There are some other classification methods built into tmap
which you can experiment with if you’d like. Your discrete gradient options are “cat”, “fixed”, “sd”, “equal”, “pretty”, “quantile”, “kmeans”, “hclust”, “bclust”, “fisher”, “jenks”, “dpih”, “headtails”, and “log10_pretty”. A numeric variable is processed as a categorical variable when using “cat”, i.e. each unique value will correspond to a distinct category.
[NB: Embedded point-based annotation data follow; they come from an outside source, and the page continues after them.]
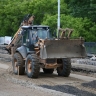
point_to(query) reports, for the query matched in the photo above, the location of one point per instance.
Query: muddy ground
(79, 83)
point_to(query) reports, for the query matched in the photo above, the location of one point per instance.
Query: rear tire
(32, 66)
(65, 69)
(18, 64)
(48, 71)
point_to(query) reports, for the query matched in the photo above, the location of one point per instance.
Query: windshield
(41, 33)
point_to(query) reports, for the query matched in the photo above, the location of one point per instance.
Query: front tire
(65, 69)
(32, 66)
(48, 71)
(18, 64)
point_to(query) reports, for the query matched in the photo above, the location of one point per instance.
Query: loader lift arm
(27, 21)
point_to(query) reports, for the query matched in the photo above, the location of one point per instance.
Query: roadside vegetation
(75, 14)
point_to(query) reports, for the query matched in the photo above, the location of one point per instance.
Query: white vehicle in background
(5, 40)
(93, 58)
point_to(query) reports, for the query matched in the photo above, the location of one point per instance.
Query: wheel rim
(60, 69)
(29, 66)
(15, 64)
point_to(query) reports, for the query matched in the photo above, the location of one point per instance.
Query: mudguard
(22, 50)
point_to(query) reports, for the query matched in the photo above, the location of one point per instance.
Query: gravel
(91, 84)
(69, 89)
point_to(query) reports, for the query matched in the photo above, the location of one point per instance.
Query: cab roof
(35, 27)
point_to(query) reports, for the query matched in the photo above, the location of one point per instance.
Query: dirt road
(78, 83)
(51, 85)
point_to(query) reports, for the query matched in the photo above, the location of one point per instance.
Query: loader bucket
(65, 48)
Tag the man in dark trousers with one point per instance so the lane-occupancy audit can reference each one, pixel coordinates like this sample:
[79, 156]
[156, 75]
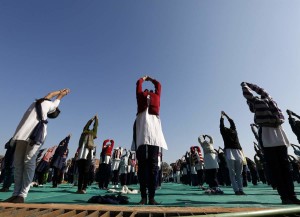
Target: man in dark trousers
[269, 118]
[148, 138]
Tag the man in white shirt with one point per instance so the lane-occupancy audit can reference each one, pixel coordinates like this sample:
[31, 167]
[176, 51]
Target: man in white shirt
[27, 147]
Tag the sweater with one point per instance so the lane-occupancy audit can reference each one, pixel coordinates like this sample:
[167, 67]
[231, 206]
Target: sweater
[265, 109]
[229, 135]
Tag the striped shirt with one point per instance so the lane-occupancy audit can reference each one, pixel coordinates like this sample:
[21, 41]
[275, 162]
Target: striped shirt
[265, 109]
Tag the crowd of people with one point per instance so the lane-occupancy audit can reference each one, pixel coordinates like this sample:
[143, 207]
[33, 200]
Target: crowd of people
[26, 163]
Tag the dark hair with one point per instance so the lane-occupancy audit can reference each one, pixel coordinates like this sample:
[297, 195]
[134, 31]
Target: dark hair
[54, 114]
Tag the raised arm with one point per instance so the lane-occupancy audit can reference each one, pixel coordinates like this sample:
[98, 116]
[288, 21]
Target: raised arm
[139, 85]
[222, 127]
[59, 94]
[156, 84]
[65, 140]
[254, 129]
[248, 88]
[201, 139]
[211, 140]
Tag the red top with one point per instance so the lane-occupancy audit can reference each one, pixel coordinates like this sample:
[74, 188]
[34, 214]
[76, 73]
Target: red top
[141, 97]
[107, 149]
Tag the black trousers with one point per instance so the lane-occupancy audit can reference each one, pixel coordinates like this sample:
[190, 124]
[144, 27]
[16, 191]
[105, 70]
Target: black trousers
[211, 177]
[104, 175]
[147, 156]
[83, 173]
[280, 174]
[277, 162]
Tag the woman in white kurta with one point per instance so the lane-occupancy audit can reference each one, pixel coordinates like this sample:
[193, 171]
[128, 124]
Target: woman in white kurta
[26, 148]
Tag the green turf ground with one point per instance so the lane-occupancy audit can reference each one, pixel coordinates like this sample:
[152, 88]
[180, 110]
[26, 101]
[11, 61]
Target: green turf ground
[170, 195]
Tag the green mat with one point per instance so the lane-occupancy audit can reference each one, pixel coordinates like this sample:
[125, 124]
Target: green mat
[170, 195]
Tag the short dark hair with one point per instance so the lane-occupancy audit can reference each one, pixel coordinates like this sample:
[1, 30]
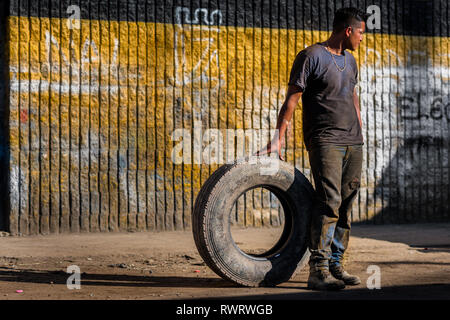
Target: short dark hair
[346, 17]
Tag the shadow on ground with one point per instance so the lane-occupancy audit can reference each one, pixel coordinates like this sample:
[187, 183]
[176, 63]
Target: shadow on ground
[431, 291]
[93, 279]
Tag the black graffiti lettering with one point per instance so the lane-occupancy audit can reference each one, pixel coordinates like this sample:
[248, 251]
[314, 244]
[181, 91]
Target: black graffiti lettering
[411, 108]
[406, 112]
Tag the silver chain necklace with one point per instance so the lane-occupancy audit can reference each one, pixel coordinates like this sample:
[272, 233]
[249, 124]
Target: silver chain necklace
[334, 60]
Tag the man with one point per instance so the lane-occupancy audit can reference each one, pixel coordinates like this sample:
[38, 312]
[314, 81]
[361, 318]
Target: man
[324, 75]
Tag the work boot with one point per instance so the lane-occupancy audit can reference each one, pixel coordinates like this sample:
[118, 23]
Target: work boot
[339, 273]
[321, 279]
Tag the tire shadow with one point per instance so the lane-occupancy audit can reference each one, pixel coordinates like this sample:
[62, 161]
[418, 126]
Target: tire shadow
[119, 280]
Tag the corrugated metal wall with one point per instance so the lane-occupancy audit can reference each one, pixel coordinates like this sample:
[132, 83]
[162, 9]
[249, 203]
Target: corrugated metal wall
[96, 108]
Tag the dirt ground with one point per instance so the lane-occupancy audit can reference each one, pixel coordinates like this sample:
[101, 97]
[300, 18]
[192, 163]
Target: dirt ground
[414, 263]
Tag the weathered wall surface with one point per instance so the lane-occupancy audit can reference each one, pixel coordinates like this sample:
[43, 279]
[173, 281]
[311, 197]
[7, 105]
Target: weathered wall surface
[97, 108]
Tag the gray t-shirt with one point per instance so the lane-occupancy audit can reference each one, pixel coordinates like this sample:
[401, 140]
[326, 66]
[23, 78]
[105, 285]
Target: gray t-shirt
[329, 114]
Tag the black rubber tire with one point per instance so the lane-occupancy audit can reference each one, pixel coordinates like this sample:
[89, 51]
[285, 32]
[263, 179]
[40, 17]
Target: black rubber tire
[211, 221]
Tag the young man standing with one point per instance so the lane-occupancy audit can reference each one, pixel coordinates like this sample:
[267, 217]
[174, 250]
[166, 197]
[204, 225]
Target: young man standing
[324, 75]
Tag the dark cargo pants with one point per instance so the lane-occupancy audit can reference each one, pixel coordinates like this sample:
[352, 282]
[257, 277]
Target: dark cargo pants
[337, 173]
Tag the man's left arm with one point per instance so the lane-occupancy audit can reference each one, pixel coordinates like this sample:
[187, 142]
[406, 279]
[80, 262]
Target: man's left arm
[357, 107]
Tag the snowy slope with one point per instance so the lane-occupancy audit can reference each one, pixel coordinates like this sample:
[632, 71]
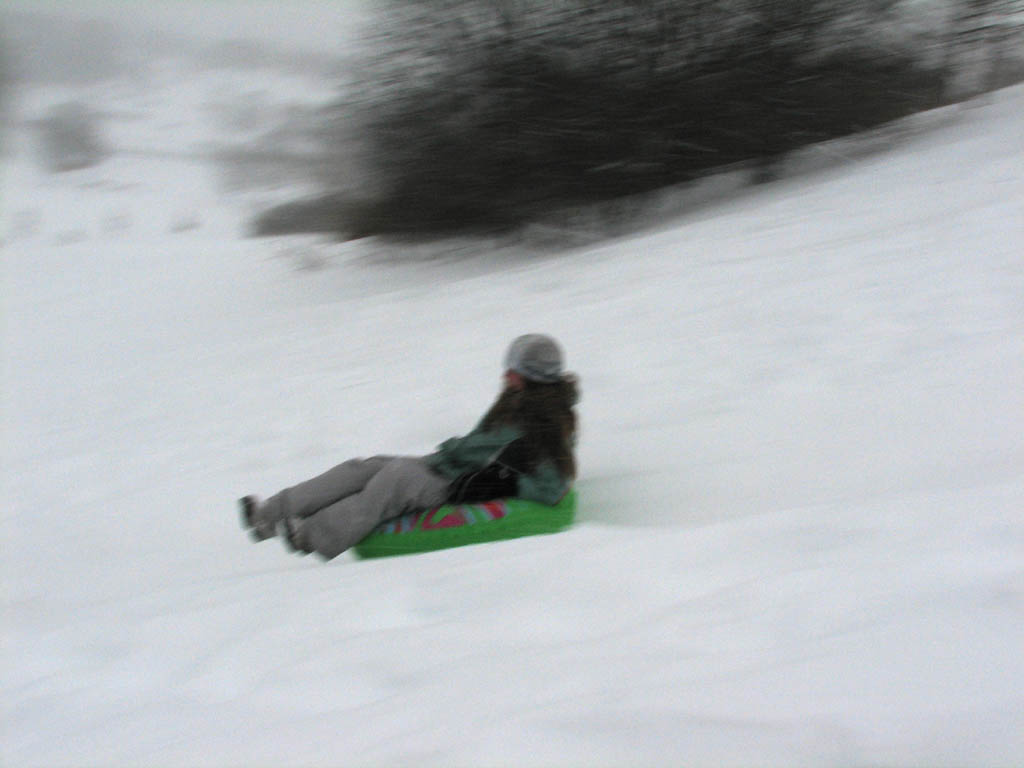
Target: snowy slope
[802, 539]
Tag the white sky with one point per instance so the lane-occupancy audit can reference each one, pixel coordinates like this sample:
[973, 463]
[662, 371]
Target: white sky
[305, 24]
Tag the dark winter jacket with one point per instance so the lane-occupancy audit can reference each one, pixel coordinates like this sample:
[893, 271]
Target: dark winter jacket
[522, 448]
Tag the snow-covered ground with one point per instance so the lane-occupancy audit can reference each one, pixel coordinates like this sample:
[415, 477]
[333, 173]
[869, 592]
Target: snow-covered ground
[801, 539]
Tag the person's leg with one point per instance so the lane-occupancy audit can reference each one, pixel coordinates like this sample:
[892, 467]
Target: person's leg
[403, 484]
[311, 496]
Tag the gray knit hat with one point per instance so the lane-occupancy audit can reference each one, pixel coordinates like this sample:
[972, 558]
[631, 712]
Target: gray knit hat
[537, 357]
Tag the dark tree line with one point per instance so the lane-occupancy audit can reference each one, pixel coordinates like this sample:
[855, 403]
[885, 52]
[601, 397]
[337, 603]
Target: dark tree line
[486, 113]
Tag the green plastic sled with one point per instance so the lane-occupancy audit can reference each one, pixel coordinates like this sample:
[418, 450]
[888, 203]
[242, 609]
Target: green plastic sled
[456, 525]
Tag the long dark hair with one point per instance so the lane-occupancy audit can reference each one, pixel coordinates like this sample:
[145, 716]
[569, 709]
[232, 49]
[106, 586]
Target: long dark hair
[544, 413]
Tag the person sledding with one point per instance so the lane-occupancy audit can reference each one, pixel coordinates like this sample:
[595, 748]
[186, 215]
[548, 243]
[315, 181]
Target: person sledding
[522, 448]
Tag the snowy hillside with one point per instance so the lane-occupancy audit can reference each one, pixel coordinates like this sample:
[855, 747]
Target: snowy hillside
[802, 524]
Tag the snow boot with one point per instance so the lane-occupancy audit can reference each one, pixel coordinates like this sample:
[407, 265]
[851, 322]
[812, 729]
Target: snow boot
[259, 530]
[294, 541]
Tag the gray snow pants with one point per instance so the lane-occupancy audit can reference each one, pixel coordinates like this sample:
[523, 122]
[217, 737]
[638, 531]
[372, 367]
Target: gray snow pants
[341, 506]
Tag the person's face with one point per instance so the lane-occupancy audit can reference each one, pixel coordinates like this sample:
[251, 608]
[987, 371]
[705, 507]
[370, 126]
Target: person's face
[513, 380]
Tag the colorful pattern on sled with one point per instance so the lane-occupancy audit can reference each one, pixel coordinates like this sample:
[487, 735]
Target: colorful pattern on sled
[455, 525]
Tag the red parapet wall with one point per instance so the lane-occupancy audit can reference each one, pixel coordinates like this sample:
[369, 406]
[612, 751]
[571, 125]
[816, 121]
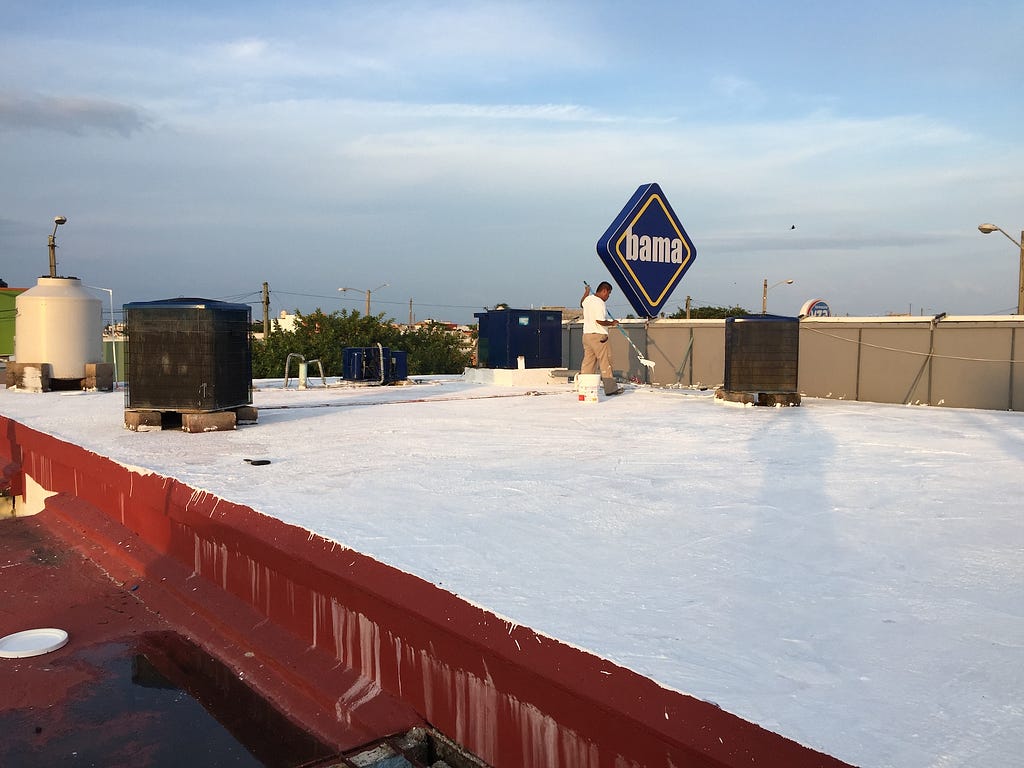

Taken from the help file we can find more information about these, for example the “kmeans” style uses kmeans clustering technique (a form of unsupervised statistical learning) to generate the breaks. The “hclust” style uses hclust to generate the breaks using hierarchical clustering and the “bclust” style uses bclust to generate the breaks using bagged clustering. These approaches are outisde the scope of what we cover, but just keep in mind that there are many different ways to classify your data, and you must think carefully about the choice you make, as it may affect your readers’ conclusions from your map.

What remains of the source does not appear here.